Malgré tout, de manière générale, l’ouvrage de Jean-Louis Brunaux va permettre aux néophytes en études celtiques – dont je suis ! – de se faire une bonne connaissance sur l’histoire druidique. L’étude très précise de Jean-Louis Brunaux rendra également capable les lecteurs de démêler le vrai du faux dans les lectures contemporaines du phénomène druidique, notamment les communautés de druidesses ou plus généralement la présence de femmes dans ces rassemblements. En effet, l’auteur explique que les sources ne mentionnent jamais de participations féminines dans les activités druidiques et l’on peut écarter l’hypothèse d’une lacune des sources étant donné la place minimale des femmes dans les sociétés antiques occidentales.

Idem, Les druides combat avec force l’image du druide comme mage ou sorcier, l’auteur insistant fortement – avec raison – sur le fait qu’ils sont des personnages profondément insérés dans les cadres sociaux et politiques de leurs peuples et des Gaules celtique et belgique en général. De fait, à leur apogée, ceux-ci étaient incontournables sans être centraux dans les cérémonies religieuses, mais aussi des politiciens influençant les destinées de leurs peuples et des médiateurs dans les relations entre différents peuples gaulois, et ce à travers, par exemple, la réunion dans la forêt des Carnutes. Par ailleurs, leur déclin n’est pas tant dû à la conquête romaine qu’aux évolutions internes des sociétés gauloises, ces dernières faisant progressivement passer les druides au second plan. Malgré tout, comme l’explique Jean-Louis Brunaux, ils demeuraient des personnages savants et des philosophes, l’exemple fameux du débat de Diviciac et Cicéron étant éloquent à ce sujet. 

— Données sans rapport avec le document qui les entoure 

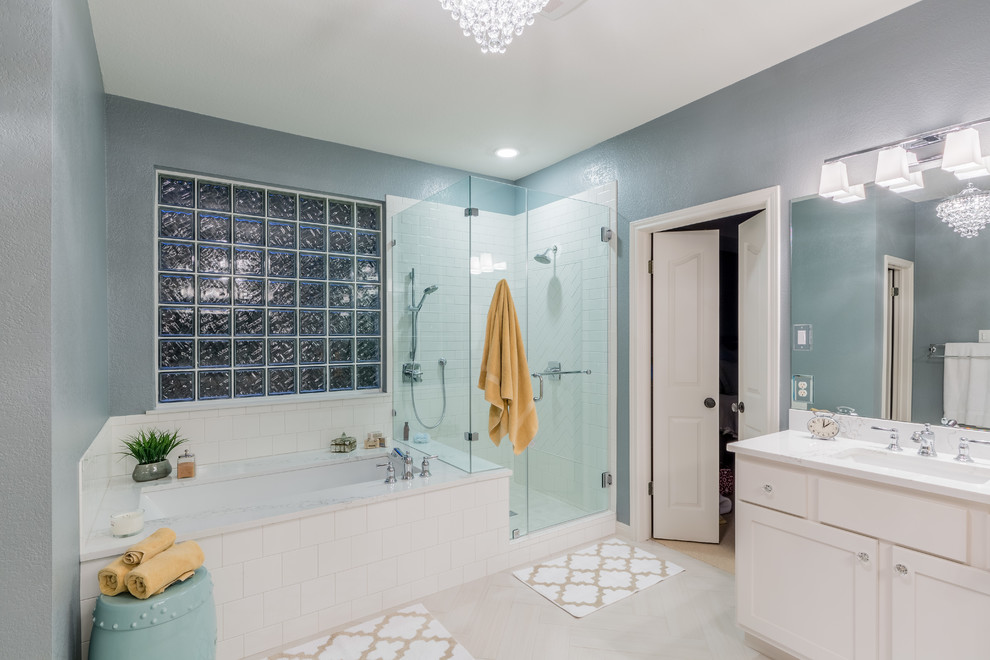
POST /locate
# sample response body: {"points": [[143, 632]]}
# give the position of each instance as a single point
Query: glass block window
{"points": [[265, 292]]}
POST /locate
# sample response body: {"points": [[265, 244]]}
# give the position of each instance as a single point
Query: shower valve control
{"points": [[412, 373]]}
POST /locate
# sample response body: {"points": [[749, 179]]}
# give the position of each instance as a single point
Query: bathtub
{"points": [[242, 494]]}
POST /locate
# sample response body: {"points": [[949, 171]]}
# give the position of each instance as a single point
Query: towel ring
{"points": [[540, 376]]}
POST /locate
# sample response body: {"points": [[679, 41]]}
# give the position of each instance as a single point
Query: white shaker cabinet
{"points": [[832, 566], [941, 609], [809, 587]]}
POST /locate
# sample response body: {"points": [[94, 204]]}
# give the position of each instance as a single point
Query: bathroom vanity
{"points": [[845, 550]]}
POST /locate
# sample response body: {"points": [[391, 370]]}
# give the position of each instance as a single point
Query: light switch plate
{"points": [[801, 337]]}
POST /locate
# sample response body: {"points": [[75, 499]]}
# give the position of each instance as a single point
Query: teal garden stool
{"points": [[181, 622]]}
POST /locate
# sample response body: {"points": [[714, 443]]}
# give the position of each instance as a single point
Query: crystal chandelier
{"points": [[967, 212], [493, 23]]}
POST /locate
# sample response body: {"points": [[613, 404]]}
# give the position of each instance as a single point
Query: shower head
{"points": [[543, 258], [427, 291]]}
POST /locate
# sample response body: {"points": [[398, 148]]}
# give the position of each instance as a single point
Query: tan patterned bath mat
{"points": [[409, 634], [589, 579]]}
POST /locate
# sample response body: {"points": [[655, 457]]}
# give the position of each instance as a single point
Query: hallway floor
{"points": [[690, 616]]}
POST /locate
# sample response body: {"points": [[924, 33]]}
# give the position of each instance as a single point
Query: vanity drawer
{"points": [[921, 523], [772, 486]]}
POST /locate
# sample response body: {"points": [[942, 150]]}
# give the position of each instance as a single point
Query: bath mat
{"points": [[409, 634], [589, 579]]}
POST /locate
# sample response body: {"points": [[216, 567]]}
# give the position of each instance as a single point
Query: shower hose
{"points": [[443, 388]]}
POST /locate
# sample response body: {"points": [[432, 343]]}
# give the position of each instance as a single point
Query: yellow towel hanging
{"points": [[505, 375]]}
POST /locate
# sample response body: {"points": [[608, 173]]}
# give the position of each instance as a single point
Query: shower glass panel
{"points": [[549, 251]]}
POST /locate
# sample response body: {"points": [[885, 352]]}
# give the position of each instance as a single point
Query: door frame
{"points": [[902, 320], [640, 308]]}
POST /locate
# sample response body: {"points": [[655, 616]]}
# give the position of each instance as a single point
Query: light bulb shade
{"points": [[962, 152], [915, 182], [834, 181], [856, 193], [892, 168], [486, 262]]}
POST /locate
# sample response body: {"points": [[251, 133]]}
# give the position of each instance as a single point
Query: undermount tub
{"points": [[242, 494]]}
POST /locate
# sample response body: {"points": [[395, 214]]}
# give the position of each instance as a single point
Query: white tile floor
{"points": [[690, 616]]}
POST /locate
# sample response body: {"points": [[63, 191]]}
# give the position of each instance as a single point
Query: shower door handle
{"points": [[540, 376]]}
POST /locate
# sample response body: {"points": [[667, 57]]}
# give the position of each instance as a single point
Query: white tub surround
{"points": [[846, 550], [295, 560]]}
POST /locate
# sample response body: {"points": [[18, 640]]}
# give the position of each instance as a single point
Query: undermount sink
{"points": [[911, 462]]}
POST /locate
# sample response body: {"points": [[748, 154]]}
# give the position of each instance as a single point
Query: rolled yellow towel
{"points": [[174, 565], [155, 543], [112, 577]]}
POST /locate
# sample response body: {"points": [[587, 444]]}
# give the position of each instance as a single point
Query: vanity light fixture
{"points": [[962, 155]]}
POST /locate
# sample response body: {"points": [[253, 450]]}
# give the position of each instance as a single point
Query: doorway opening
{"points": [[758, 318]]}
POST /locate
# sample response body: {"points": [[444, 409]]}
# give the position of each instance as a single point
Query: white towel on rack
{"points": [[966, 385]]}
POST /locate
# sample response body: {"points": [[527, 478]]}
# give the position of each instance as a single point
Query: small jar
{"points": [[186, 466]]}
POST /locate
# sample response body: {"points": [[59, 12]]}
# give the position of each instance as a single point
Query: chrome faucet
{"points": [[894, 445], [927, 440], [406, 463], [963, 455]]}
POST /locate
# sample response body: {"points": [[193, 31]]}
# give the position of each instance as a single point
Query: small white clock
{"points": [[823, 425]]}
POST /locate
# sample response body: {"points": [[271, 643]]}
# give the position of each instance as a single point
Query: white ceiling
{"points": [[399, 77]]}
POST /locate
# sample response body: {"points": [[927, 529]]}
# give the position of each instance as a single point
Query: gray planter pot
{"points": [[152, 471]]}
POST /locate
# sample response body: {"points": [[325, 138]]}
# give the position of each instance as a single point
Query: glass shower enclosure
{"points": [[449, 253]]}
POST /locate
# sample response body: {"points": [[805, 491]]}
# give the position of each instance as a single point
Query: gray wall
{"points": [[53, 296], [79, 294], [141, 136], [907, 73], [25, 329]]}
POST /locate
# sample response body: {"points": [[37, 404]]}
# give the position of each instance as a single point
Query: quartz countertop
{"points": [[833, 456]]}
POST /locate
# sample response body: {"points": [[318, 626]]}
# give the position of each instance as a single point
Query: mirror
{"points": [[854, 343]]}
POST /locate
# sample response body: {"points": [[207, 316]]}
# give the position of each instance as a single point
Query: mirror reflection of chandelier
{"points": [[493, 23], [967, 212]]}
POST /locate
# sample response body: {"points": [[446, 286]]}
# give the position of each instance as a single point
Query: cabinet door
{"points": [[940, 609], [805, 586]]}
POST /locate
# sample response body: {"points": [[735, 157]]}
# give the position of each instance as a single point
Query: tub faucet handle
{"points": [[424, 470], [389, 472]]}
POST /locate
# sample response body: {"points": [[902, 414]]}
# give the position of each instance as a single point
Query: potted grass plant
{"points": [[151, 448]]}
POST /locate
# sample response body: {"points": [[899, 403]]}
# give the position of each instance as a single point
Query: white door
{"points": [[940, 608], [685, 386], [755, 379], [809, 587]]}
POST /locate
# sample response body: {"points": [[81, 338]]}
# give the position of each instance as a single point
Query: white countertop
{"points": [[802, 449]]}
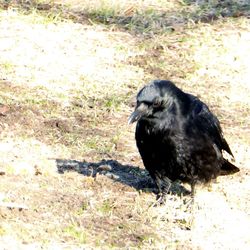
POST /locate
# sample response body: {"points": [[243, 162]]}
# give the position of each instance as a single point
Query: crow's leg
{"points": [[164, 186], [190, 202], [193, 189]]}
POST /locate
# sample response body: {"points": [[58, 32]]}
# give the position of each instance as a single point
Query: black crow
{"points": [[178, 137]]}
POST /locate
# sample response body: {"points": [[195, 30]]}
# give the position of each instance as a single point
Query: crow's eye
{"points": [[157, 104]]}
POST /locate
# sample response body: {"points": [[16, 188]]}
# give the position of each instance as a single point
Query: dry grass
{"points": [[67, 87]]}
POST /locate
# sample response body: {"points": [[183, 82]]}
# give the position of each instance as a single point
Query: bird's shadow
{"points": [[129, 175]]}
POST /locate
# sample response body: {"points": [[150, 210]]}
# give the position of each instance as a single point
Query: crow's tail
{"points": [[228, 168]]}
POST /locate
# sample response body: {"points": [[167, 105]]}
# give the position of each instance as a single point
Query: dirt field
{"points": [[70, 173]]}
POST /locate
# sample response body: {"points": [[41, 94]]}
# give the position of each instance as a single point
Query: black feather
{"points": [[178, 137]]}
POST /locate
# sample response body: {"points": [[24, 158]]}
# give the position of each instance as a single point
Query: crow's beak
{"points": [[140, 111]]}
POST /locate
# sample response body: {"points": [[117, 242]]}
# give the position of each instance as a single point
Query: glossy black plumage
{"points": [[178, 137]]}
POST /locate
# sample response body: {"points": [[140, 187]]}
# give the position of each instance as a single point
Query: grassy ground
{"points": [[69, 72]]}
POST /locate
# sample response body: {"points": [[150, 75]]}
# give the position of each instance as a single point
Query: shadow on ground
{"points": [[126, 174]]}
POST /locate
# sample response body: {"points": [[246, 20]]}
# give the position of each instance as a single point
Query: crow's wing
{"points": [[207, 123]]}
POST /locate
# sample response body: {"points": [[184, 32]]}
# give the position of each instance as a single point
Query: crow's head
{"points": [[153, 99]]}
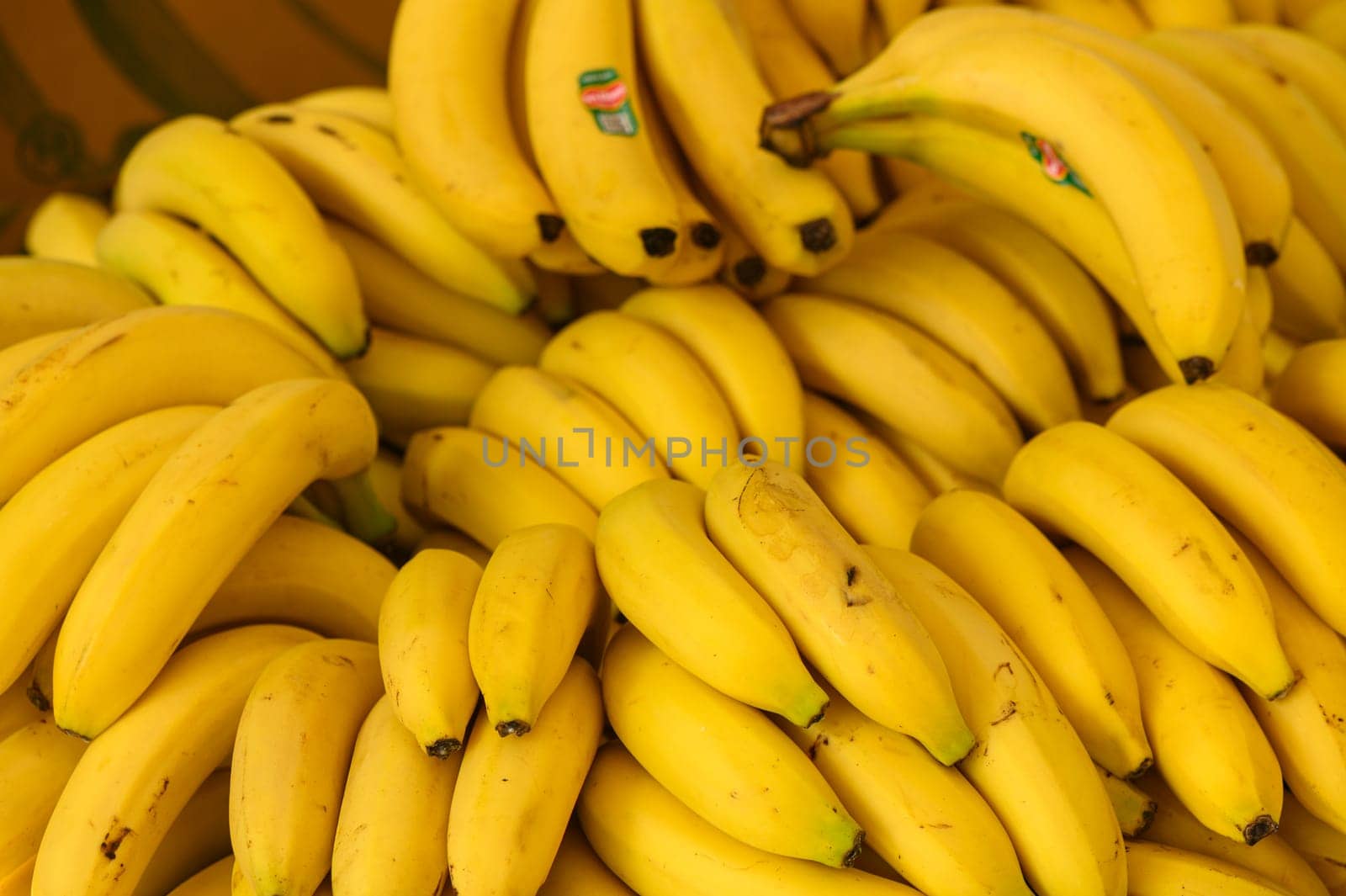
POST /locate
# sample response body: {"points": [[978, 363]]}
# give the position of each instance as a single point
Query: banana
{"points": [[303, 574], [397, 296], [1159, 871], [54, 528], [448, 76], [850, 622], [1134, 809], [1274, 859], [40, 296], [661, 848], [1309, 289], [1049, 613], [749, 779], [1310, 148], [35, 763], [181, 265], [363, 103], [394, 814], [957, 303], [1260, 471], [792, 66], [202, 170], [516, 794], [525, 406], [533, 603], [1206, 743], [195, 518], [744, 357], [291, 758], [64, 228], [578, 872], [854, 353], [199, 837], [1104, 493], [118, 806], [664, 575], [656, 382], [470, 480], [874, 494], [924, 819], [357, 174], [412, 384], [796, 220], [1042, 276]]}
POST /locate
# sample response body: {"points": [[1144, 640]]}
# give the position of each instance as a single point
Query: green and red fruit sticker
{"points": [[605, 94], [1052, 163]]}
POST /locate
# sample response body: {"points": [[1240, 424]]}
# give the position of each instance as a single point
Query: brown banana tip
{"points": [[1260, 828]]}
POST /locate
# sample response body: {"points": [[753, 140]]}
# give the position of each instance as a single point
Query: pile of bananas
{"points": [[718, 447]]}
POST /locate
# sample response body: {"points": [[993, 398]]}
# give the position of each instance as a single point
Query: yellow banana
{"points": [[554, 413], [666, 577], [1104, 493], [394, 813], [747, 779], [64, 228], [854, 353], [661, 848], [357, 174], [872, 493], [924, 819], [744, 357], [118, 806], [473, 482], [1206, 741], [197, 517], [205, 171], [291, 758], [796, 220], [1023, 581], [850, 620], [656, 382], [516, 794], [181, 265]]}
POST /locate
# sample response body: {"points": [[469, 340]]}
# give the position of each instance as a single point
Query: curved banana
{"points": [[924, 819], [116, 808], [473, 482], [850, 620], [205, 171], [872, 493], [181, 265], [854, 353], [64, 228], [199, 516], [744, 357], [968, 311], [394, 813], [1104, 493], [747, 779], [1260, 471], [656, 382], [291, 758], [1029, 763], [554, 413], [1023, 581], [661, 848], [665, 576], [516, 794], [1206, 741], [357, 174], [798, 220]]}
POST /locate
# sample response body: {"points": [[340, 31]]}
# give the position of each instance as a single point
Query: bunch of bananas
{"points": [[722, 447]]}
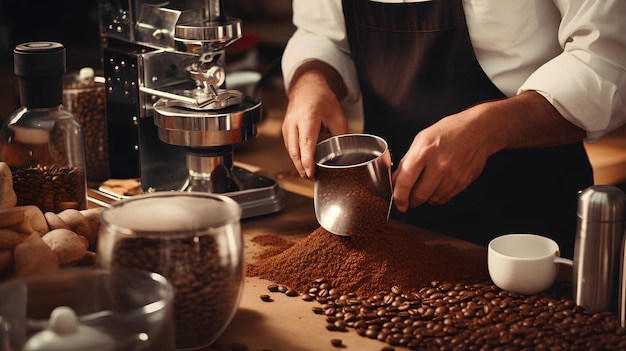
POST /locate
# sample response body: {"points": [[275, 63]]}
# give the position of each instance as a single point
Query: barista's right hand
{"points": [[314, 95]]}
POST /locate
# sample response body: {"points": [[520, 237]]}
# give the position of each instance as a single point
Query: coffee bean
{"points": [[51, 188], [336, 342]]}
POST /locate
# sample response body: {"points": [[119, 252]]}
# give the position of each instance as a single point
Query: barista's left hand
{"points": [[447, 156]]}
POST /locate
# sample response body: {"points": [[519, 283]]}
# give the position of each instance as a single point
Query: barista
{"points": [[484, 104]]}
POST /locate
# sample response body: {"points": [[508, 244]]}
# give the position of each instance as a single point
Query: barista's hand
{"points": [[446, 157], [313, 107], [441, 162]]}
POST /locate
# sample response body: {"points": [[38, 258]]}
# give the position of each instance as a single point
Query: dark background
{"points": [[75, 24]]}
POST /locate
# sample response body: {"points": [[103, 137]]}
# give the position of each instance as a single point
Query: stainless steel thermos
{"points": [[598, 247]]}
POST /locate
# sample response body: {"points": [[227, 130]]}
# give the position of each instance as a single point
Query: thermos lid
{"points": [[602, 203], [39, 59]]}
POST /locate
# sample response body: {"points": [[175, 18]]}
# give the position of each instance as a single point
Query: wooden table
{"points": [[288, 323]]}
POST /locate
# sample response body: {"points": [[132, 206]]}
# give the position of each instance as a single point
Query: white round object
{"points": [[66, 333]]}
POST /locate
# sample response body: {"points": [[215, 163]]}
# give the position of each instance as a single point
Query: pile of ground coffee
{"points": [[365, 263]]}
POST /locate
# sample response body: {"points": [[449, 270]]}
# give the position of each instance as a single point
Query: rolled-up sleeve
{"points": [[586, 83], [320, 35]]}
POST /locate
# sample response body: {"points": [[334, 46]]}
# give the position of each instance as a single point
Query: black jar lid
{"points": [[39, 59]]}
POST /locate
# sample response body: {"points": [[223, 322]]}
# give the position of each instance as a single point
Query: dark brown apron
{"points": [[416, 65]]}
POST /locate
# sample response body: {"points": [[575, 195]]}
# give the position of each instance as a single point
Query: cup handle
{"points": [[562, 260]]}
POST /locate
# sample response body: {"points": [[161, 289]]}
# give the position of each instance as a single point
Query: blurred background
{"points": [[74, 23], [266, 28]]}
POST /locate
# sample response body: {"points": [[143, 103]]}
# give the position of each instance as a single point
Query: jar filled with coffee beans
{"points": [[84, 97], [41, 142]]}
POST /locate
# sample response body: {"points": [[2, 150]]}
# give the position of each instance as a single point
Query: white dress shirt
{"points": [[573, 52]]}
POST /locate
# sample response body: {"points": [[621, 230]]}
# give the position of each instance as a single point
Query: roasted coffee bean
{"points": [[336, 342], [487, 319], [51, 188]]}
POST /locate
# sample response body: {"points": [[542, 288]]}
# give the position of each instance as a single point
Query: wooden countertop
{"points": [[288, 323]]}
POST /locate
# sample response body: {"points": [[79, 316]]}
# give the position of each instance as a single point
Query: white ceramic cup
{"points": [[524, 263]]}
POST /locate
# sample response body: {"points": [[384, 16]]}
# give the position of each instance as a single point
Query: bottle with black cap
{"points": [[42, 143]]}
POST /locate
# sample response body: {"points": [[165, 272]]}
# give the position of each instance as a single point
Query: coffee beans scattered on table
{"points": [[364, 263], [51, 188], [469, 316], [206, 284]]}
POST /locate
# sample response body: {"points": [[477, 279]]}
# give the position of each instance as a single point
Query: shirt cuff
{"points": [[305, 46], [579, 94]]}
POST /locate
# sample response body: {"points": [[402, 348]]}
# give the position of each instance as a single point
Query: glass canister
{"points": [[195, 241], [84, 97], [41, 142]]}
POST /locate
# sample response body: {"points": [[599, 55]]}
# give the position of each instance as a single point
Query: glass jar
{"points": [[41, 142], [84, 97]]}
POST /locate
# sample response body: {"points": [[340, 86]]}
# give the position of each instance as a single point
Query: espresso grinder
{"points": [[171, 120]]}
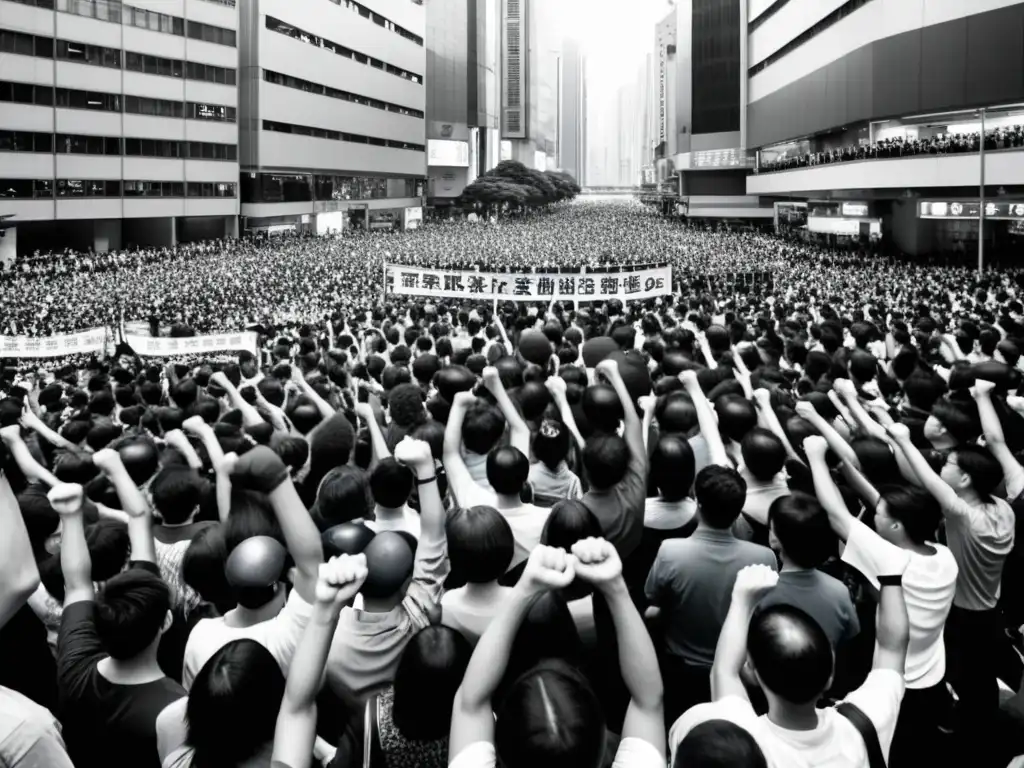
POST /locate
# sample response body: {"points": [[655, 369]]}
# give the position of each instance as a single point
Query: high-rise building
{"points": [[118, 122], [530, 75], [333, 102], [463, 94]]}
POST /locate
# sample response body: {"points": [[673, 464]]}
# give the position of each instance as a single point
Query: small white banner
{"points": [[640, 284]]}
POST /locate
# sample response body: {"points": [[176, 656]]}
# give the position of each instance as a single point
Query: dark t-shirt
{"points": [[105, 724]]}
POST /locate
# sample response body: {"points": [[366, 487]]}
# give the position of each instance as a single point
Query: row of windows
{"points": [[378, 19], [305, 130], [275, 25], [34, 45], [67, 143], [45, 95], [20, 188], [325, 90], [835, 17]]}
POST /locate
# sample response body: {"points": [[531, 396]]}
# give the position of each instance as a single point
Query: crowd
{"points": [[902, 146], [766, 520]]}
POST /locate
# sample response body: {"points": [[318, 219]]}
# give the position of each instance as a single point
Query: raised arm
{"points": [[730, 653], [518, 431], [472, 714], [597, 562], [133, 503], [261, 469], [18, 573], [706, 420], [75, 560], [1012, 470], [338, 582]]}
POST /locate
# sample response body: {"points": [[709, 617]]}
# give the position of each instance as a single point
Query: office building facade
{"points": [[334, 114], [118, 122]]}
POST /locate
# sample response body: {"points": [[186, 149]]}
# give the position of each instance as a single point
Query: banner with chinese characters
{"points": [[163, 346], [92, 340], [641, 283]]}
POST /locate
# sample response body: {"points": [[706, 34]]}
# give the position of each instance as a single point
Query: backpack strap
{"points": [[865, 727]]}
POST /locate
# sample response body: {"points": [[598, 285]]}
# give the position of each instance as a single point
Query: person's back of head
{"points": [[390, 483], [480, 545], [508, 470], [721, 494], [719, 743], [550, 718], [431, 669], [606, 459], [791, 654], [482, 428], [764, 455], [175, 492], [131, 611], [233, 704], [672, 467], [800, 526]]}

Enfin, sur le plan méthodologique, j’ai été très impressionné par la prouesse de Jean-Louis Brunaux concernant la datation de l’émergence des druides, ce dernier affirmant qu’ils seraient apparus dans les derniers siècles de la première moitié du Ier millénaire avant notre ère. En effet, devant la pauvreté des sources contemporaines et le caractère tardif des sources grecques ou latines, l’archéologue réussit le tour de force de pousser les documents dans leurs derniers retranchements pour leur faire avouer cet élément essentiel. Par ailleurs, cette datation permet à Jean-Louis Brunaux de remettre en perspective les liens intellectuels entre monde gaulois et méditerranéen. De fait, les druides ne sont certainement pas des élèves passifs des enseignements grecs, mais ils ont confronté leurs savoirs à ceux des homologues grecs, notamment les pythagoriciens.

 

Conclusion :

 

Si l’on regrettera la longueur de certains passages et le manque de développement d’autres thématiques, Les druides. Des philosophes chez les Barbares est un ouvrage indispensable pour toute personne, passionnée par la période antique ou non, souhaitant parfaire sa connaissance des sociétés gauloises. Loin des tentations nationalistes et/ou néo-druidiques, Jean-Louis Brunaux remet les druides dans leur contexte historique en cessant d’en faire des personnages mystérieux pour les placer comme des acteurs sociaux des sociétés de leur temps. Des acteurs dont l’influence sociale a évolué au fil du temps, mais qui ont toujours conservé leur caractéristique première, celle d’être des philosophes.


[1] J’ai par exemple adoré l’ensemble du chapitre sur la datation éventuelle de l’apparition des druides et l’importance des contacts – mais pas nécessairement influence – entre Grecs massaliens et Celtes dans ce processus.

[2] Avec par exemple les quelques discussions de traduction latines et/ou grecques.